François-Marie Banier, tout est dans la gaufrette

EXCLUSIF - L’écrivain-peintre-photographe livre ses « Dialogues interrompus » – par leur mort – avec Aragon, Nathalie Sarraute, Lili Brik et Charles de Noailles.
François-Marie Banier, mercredi au Jardin du Luxembourg à Paris.
François-Marie Banier, mercredi au Jardin du Luxembourg à Paris. (Crédits : © AMBROISE TÉZENAS POUR LA TRIBUNE DIMANCHE)

Il nous attend dans la rue. François-Marie Banier ne s'embarrasse pas d'un bonjour, ni de rien d'autre d'ailleurs. « Vous n'avez pas été stupéfaite ? » il interroge, l'œil pressé-pressant. On n'a pas ouvert la bouche que, décidément très impatient, il nous tend une nouvelle perche, plus grosse encore : « Je me suis relu hier, j'étais subjugué. Je suis ahuri par ce qu'Aragon m'a donné, par ce que Nathalie Sarraute m'a donné. Sans vanité, je suis stupéfait. C'est du niveau des Nourritures terrestres ! Il vaut mieux le dire soi-même que d'attendre que ça vienne des autres, non ? » On n'est pas encore entrée dans son atelier que déjà on est au théâtre. L'acteur est impayable, émouvant, insupportable. Et sincère. C'est sans doute ça le plus désarmant. Sa sincérité. Ses contempteurs le tiennent pour un poseur. Si seulement. Ses poses, il y croit plus qu'en lui-même. Il se confond avec elles.
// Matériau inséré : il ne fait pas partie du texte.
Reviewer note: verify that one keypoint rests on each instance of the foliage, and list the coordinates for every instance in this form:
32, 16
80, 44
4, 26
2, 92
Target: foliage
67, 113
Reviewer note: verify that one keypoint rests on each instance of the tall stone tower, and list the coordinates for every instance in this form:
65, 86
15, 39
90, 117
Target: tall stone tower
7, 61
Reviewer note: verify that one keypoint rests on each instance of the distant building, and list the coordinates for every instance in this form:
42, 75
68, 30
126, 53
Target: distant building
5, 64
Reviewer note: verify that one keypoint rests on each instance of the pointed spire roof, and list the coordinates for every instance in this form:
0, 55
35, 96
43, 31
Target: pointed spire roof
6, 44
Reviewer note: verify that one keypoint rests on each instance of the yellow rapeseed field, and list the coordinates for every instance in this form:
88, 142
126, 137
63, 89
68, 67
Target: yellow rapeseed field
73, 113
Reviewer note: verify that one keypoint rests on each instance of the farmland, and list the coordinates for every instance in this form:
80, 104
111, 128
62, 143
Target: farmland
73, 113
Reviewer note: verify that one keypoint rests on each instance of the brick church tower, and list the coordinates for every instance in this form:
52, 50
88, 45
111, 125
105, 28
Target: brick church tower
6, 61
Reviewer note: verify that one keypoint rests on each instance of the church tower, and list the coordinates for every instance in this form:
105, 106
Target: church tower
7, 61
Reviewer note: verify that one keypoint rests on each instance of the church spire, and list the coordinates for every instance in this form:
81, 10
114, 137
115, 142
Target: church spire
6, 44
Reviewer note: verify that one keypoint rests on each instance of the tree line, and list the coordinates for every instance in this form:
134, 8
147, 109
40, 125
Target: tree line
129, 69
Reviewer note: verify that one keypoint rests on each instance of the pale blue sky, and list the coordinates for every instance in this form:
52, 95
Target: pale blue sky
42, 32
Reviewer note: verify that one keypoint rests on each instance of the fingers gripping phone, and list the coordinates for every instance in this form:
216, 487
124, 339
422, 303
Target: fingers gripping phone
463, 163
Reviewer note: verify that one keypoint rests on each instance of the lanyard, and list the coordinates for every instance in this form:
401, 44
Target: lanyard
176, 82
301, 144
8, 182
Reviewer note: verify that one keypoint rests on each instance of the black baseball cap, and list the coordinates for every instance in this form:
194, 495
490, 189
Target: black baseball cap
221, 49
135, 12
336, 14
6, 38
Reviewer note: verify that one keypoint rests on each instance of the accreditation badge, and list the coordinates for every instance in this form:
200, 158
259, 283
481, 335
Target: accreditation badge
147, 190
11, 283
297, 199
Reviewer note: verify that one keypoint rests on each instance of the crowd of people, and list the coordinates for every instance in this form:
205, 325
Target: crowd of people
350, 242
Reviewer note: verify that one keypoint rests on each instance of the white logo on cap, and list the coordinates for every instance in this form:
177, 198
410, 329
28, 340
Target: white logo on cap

Et il finit par vous donner envie d'y croire aussi. « Ce livre est le plus important de ma vie. » La porte se refuse à lui, il se débat avec le code, s'y reprenant à dix fois - sans exagérer... -, ça ne l'agace même pas, il est ailleurs, il est dans... Gide : « Nathanaël, je t'enseignerai la ferveur », déclame-t-il. Il est tellement sérieux que ce n'est pas drôle. « Et cette ferveur, je l'ai eue tout de suite », poursuit-il.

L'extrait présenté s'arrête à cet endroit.